I know I haven't written about Patrick for a while, nor have I posted pictures. The reason for the former is that I haven't had time, for the latter is that I'm lazy. However, I'll try and mention everything I can think of regarding my beautiful little boy. He's getting tall and big. I don't know exactly how tall and how big, but I know he is. And he's talking. A whole lot. He can say: Mommy, Daddy, hot, cold, cup, bye, uh-oh, dog, box, pillow, and more but JD and I can't think of more. I think really only the two of us and JD's mom and sister can understand him, though. He'll be eighteen months, a year and a half old, on the sixteenth. He still fits in most of his twelve month clothes, but the eighteen month clothes are fitting him more better. He follows simple directions, like 'Patrick, will you bring me the bucket?' or 'Patrick, put this is the trash can, please.' He's starting to give hugs and kisses freely, and he'll say bye to me when I leave for work in the morning. He is absolutely fearless and loves to climb on things and jump off. He's hurt his head so many times, but I guess he hasn't started remembering things like that for more than a little while yet. He looks so freakin cute when he sleeps. He sleeps like JD, sprawled out all over the place with his mouth open. He absolutely love dogs, and when you mention the word dog or when he sees a dog or a picture of one, he sticks his tongue out and pants and says, 'Dough, dough.' I don't think he's got the 'g' sound down quite yet. He know where is belly is, his ears are, his head is, and his nose and eyes as well, and he'll show you where yours are if you ask him to. He's the most beautiful, intelligent, daring, loving little person in the world. Of course.
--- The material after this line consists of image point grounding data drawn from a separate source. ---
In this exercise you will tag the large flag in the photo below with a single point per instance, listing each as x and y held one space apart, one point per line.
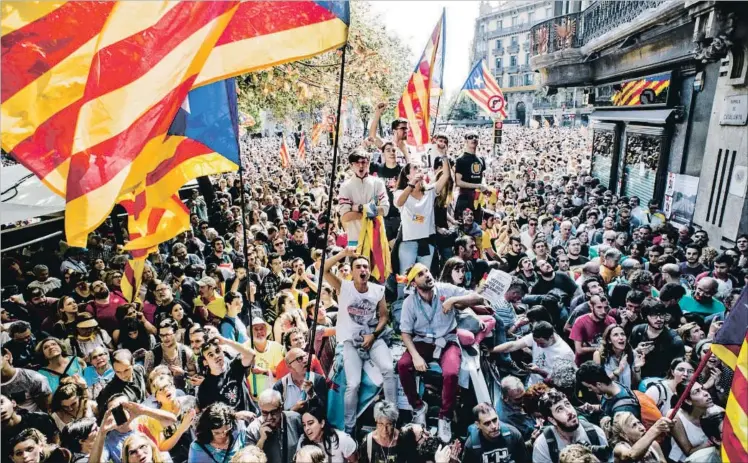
70 71
302 147
731 346
485 91
424 83
729 339
283 154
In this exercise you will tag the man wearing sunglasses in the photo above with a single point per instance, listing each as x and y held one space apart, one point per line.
469 169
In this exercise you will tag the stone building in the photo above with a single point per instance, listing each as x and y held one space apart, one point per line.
667 80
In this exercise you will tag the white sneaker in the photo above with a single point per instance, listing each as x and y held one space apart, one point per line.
445 430
419 415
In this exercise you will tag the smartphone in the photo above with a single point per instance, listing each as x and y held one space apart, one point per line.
120 417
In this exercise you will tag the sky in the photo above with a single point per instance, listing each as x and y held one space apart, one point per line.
414 21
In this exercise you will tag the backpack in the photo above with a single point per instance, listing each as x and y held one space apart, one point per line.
550 438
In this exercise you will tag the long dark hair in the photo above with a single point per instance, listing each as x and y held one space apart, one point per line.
329 436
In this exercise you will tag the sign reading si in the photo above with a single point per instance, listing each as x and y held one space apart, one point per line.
734 110
496 103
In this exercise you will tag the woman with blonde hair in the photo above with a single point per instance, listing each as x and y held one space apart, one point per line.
630 439
138 448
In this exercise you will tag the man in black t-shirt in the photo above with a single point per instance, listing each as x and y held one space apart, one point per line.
469 170
225 379
490 441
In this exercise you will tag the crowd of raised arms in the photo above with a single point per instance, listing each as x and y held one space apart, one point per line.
608 311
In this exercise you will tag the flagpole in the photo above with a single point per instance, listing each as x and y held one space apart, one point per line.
694 378
328 213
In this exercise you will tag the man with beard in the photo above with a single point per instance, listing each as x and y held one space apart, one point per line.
588 329
702 300
276 432
361 195
550 279
104 306
565 429
574 250
362 318
469 168
225 379
175 355
490 440
428 327
659 344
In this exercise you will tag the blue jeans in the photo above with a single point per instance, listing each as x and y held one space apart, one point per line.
408 254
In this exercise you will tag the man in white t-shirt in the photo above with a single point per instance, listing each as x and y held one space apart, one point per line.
548 349
362 317
361 194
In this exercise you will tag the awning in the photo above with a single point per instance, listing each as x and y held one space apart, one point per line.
647 116
25 196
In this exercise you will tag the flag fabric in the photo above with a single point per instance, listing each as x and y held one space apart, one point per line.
263 34
482 88
317 132
69 72
735 425
302 147
373 244
285 158
425 82
729 339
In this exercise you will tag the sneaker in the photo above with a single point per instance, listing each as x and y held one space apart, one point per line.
419 415
445 430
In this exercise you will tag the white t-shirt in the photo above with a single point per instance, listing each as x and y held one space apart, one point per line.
345 448
546 357
357 311
417 215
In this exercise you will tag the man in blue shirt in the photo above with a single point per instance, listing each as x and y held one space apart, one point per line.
429 330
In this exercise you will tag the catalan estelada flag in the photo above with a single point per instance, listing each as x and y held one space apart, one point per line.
424 83
482 88
373 244
302 147
283 154
70 72
731 346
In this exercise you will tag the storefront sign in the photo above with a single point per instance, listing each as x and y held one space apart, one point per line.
734 110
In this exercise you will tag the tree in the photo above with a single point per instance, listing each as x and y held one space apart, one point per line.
377 66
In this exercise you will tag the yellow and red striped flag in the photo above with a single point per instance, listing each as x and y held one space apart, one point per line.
424 84
69 71
283 153
302 147
316 132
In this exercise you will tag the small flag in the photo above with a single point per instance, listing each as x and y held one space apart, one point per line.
302 147
485 91
285 159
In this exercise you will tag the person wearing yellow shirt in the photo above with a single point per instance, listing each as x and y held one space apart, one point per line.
268 355
210 299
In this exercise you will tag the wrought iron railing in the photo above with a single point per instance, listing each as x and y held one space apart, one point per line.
577 29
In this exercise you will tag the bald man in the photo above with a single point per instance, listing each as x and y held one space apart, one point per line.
702 300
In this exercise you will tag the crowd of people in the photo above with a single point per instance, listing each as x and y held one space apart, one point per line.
241 346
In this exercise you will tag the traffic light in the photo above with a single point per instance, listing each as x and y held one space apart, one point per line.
497 128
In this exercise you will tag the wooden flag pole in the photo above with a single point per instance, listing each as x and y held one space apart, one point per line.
328 214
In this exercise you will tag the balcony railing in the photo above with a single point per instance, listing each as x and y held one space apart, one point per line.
574 30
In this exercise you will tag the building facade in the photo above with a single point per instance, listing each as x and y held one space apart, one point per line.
502 38
667 81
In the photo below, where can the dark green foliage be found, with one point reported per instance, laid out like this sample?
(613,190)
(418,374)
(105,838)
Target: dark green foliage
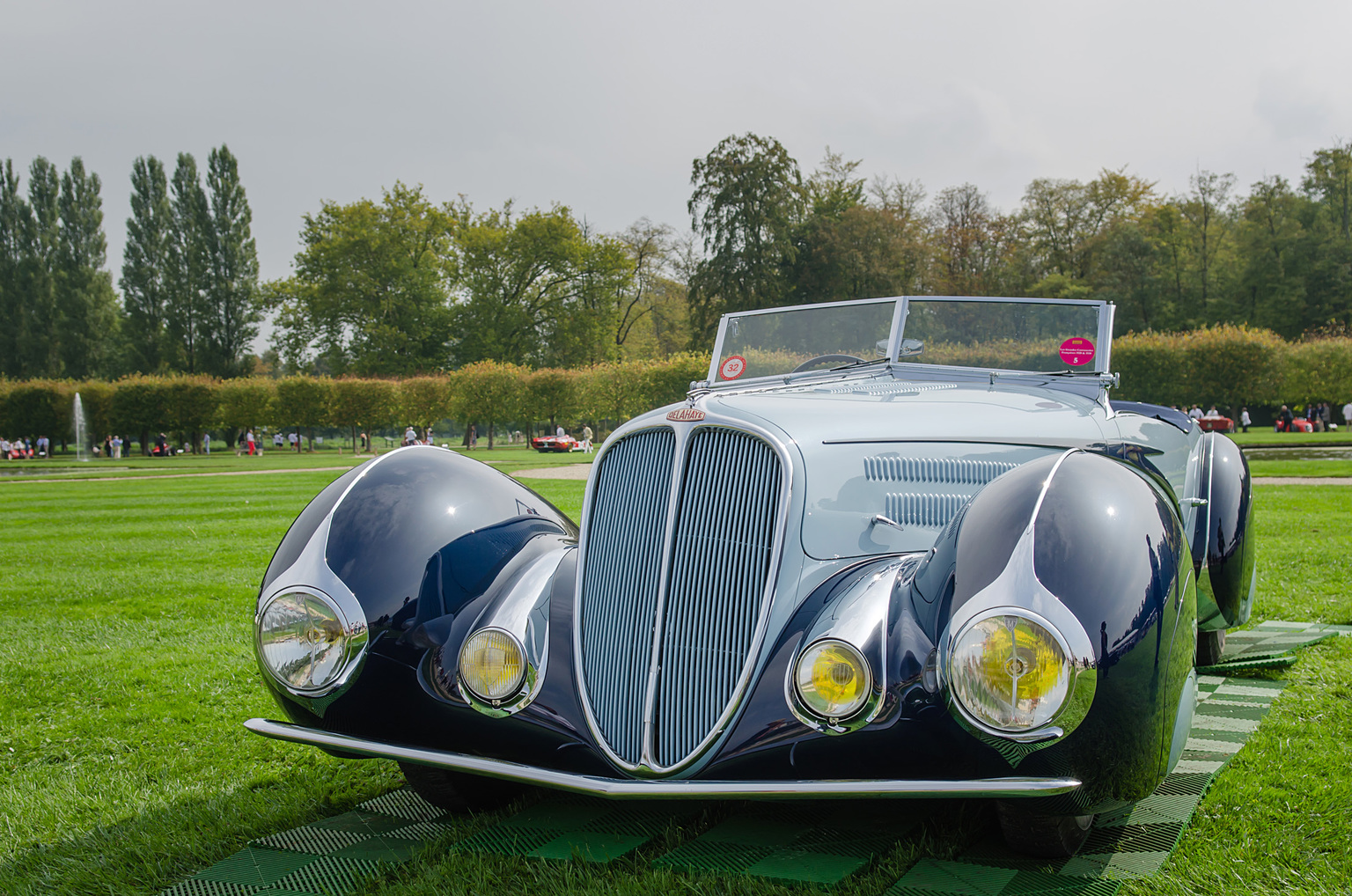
(187,311)
(748,201)
(231,282)
(146,267)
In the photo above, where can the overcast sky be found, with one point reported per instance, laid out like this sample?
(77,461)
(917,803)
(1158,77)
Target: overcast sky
(602,107)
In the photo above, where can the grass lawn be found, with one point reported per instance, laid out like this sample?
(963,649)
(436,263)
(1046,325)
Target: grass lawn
(128,669)
(1266,437)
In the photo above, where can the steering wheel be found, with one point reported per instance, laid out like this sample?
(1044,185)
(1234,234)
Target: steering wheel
(825,357)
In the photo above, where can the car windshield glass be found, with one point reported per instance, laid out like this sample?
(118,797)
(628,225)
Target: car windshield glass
(809,338)
(1005,335)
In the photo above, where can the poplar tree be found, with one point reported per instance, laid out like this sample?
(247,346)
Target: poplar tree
(14,250)
(40,351)
(146,269)
(186,277)
(87,307)
(231,282)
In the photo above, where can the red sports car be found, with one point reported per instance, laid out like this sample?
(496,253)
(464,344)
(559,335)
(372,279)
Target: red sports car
(547,444)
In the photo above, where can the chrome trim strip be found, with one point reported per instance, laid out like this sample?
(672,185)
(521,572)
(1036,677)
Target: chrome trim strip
(584,535)
(620,788)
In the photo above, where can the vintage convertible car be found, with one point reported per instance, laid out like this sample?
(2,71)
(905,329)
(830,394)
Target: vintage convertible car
(547,444)
(897,547)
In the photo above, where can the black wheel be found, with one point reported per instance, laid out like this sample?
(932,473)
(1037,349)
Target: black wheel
(824,358)
(1209,646)
(459,792)
(1041,835)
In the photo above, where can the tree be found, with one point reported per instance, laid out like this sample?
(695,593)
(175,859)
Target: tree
(974,244)
(1270,235)
(231,268)
(365,403)
(187,312)
(15,224)
(303,401)
(746,202)
(244,403)
(371,290)
(537,288)
(550,395)
(1329,176)
(146,265)
(421,401)
(1208,211)
(87,307)
(489,391)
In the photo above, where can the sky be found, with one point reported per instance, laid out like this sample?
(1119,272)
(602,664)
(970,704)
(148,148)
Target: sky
(602,107)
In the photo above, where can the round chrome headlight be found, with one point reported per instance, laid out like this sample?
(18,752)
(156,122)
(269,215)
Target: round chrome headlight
(833,679)
(492,665)
(305,643)
(1009,672)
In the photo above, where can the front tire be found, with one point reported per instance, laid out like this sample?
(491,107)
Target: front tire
(459,792)
(1043,835)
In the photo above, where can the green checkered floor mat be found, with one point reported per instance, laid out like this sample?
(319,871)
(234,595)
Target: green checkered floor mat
(590,828)
(814,842)
(1128,842)
(325,857)
(1271,645)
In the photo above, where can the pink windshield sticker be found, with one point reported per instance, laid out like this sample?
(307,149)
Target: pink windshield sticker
(1076,351)
(733,368)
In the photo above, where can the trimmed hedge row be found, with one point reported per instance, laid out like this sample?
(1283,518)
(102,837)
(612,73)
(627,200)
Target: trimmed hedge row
(1229,366)
(487,393)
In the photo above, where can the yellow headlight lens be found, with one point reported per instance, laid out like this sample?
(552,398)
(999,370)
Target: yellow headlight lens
(833,680)
(492,664)
(1010,672)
So I don't know if it's just down here in South Texas, but all the Circle K's down here recently turned into Stripes. Who's ever heard of a Stripes convenience store? We went to Houston for JD's mom's surgery and there were Circle K's all over the place, and when we came back they were all this new thing. Whodawhat?
And now, come pictures:
This was at UD's graduation, one of the only pictures I took. Patrick's eating a stick he grew quite fond of and JD's kissing Patrick.
Patrick got in the trash can himself, I think. He stayed in there for a good while, too. My mom thought it was hilarious.
On JD's birthday, he gave Patrick a stylehawk. We had just bought him this little beach looking shirt with flowers and skulls and crossbones on it, so Patrick looked hott. As you can see.